$\prod_{k=0}^{\infty} \cos(x \cdot 2^{-k}).$ Task is to find $$\prod_{k=0}^{\infty} \cos(x \cdot 2^{-k}).$$ 
I tried to make it with double-angle formula:
$\prod_{k=0}^{\infty} \cos(x \cdot 2^{-k}) = \frac{\prod_{k=0}^\infty \sin(x2^{1-k})}{2^\infty \cdot \prod_{k=0}^\infty \sin(x \cdot 2^{-k})} $
I'm sad to admit, that I'm stuck with that one.
So I would appreciate any help, such as pointing the right direction.

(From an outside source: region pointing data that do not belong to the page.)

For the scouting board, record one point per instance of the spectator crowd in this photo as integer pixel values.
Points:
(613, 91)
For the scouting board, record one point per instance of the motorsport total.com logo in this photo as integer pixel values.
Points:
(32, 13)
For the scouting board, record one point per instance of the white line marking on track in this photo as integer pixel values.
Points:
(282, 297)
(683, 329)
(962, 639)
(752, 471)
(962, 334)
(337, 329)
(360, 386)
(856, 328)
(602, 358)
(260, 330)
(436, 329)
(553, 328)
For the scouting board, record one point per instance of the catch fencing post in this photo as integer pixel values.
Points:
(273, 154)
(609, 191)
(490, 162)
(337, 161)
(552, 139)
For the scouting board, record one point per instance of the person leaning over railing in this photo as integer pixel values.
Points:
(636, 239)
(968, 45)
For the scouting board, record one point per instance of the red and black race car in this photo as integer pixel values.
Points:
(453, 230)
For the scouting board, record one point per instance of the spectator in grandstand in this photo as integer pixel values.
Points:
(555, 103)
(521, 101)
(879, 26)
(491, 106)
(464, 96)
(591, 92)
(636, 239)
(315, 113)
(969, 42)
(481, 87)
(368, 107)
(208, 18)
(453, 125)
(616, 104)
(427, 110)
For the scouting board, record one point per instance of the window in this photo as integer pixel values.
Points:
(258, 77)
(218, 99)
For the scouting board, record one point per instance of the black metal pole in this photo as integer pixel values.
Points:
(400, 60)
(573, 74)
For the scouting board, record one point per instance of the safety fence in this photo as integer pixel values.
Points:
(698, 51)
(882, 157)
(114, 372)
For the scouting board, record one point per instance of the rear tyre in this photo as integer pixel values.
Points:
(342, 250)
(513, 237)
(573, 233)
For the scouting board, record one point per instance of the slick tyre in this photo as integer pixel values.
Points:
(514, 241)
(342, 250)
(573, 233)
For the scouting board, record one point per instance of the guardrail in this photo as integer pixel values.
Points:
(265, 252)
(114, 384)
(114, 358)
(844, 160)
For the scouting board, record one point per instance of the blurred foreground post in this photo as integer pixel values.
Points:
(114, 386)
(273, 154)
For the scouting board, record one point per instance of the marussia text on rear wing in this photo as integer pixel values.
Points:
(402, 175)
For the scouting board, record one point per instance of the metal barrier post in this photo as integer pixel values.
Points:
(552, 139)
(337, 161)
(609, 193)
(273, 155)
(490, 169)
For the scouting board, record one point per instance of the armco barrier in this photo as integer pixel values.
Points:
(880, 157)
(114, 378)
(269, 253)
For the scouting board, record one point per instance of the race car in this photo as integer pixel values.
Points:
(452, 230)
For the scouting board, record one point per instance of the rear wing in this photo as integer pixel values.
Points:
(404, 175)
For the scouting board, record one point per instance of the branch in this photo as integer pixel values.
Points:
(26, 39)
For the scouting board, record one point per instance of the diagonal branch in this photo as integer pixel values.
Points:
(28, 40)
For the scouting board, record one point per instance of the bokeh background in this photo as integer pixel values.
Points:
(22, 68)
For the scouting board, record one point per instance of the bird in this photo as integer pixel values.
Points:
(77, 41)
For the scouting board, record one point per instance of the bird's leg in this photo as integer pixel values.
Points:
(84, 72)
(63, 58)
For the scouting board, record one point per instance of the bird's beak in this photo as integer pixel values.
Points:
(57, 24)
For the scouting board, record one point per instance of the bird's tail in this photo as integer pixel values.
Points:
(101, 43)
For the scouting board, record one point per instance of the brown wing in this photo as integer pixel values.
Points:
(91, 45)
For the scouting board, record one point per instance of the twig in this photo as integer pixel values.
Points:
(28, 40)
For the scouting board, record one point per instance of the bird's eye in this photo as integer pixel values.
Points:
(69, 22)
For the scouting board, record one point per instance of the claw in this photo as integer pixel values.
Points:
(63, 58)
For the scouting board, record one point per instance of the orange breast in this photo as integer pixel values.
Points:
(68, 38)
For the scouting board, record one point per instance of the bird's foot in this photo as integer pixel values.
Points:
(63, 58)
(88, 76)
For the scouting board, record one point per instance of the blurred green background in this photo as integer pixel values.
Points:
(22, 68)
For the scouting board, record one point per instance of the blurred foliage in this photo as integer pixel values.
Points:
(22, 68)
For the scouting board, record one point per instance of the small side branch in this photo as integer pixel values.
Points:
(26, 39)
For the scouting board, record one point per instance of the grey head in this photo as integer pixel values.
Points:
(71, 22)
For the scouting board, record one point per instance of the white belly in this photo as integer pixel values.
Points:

 A: For the partial products we have
$$\begin{align}
\prod_{k = 0}^N \cos \frac{x}{2^k} &= \frac{\sin \frac{x}{2^N}\cos\frac{x}{2^N}}{\sin \frac{x}{2^N}} \prod_{k=0}^{N-1} \cos \frac{x}{2^k}\\
&= \frac{\sin \frac{x}{2^{N-1}}}{2\sin \frac{x}{2^N}} \prod_{k=0}^{N-1} \cos \frac{x}{2^k}\\
&= \frac{\sin \frac{x}{2^{N-1}}\cos \frac{x}{2^{N-1}}}{2\sin \frac{x}{2^N}} \prod_{k=0}^{N-2} \cos \frac{x}{2^k}\\
&= \frac{\sin \frac{x}{2^{N-2}}}{2^2\sin \frac{x}{2^N}} \prod_{k=0}^{N-2} \cos \frac{x}{2^k}\\
&\qquad\qquad \vdots\\
&= \frac{\sin \frac{x}{2^{N-N}}}{2^N\sin \frac{x}{2^N}}\cos \frac{x}{2^0}\\
&= \frac{\sin x\cos x}{2^N\sin (x\cdot 2^{-N})}.
\end{align}$$
From that, the limit is easily found.
A: Using the identity
$$
\cos(x2^{-k})=\frac{\sin(x2^{1-k})}{2\sin(x2^{-k})}
$$
we get
$$
\begin{align}
\prod_{k=0}^n\cos(x2^{-k})
&=\prod_{k=0}^n\frac{\sin(x2^{1-k})}{2\sin(x2^{-k})}\\
&=\frac1{2^{n+1}}\frac{\prod\limits_{k=-1}^{n-1}\sin(x2^{-k})}{\prod\limits_{k=0}^n\sin(x2^{-k})}\\
&=\frac1{2^{n+1}}\frac{\sin(2x)}{\sin(x2^{-n})}\\[12pt]
\end{align}
$$
Now use the limit
$$
\lim_{x\to0}\frac{\sin(x)}{x}=1
$$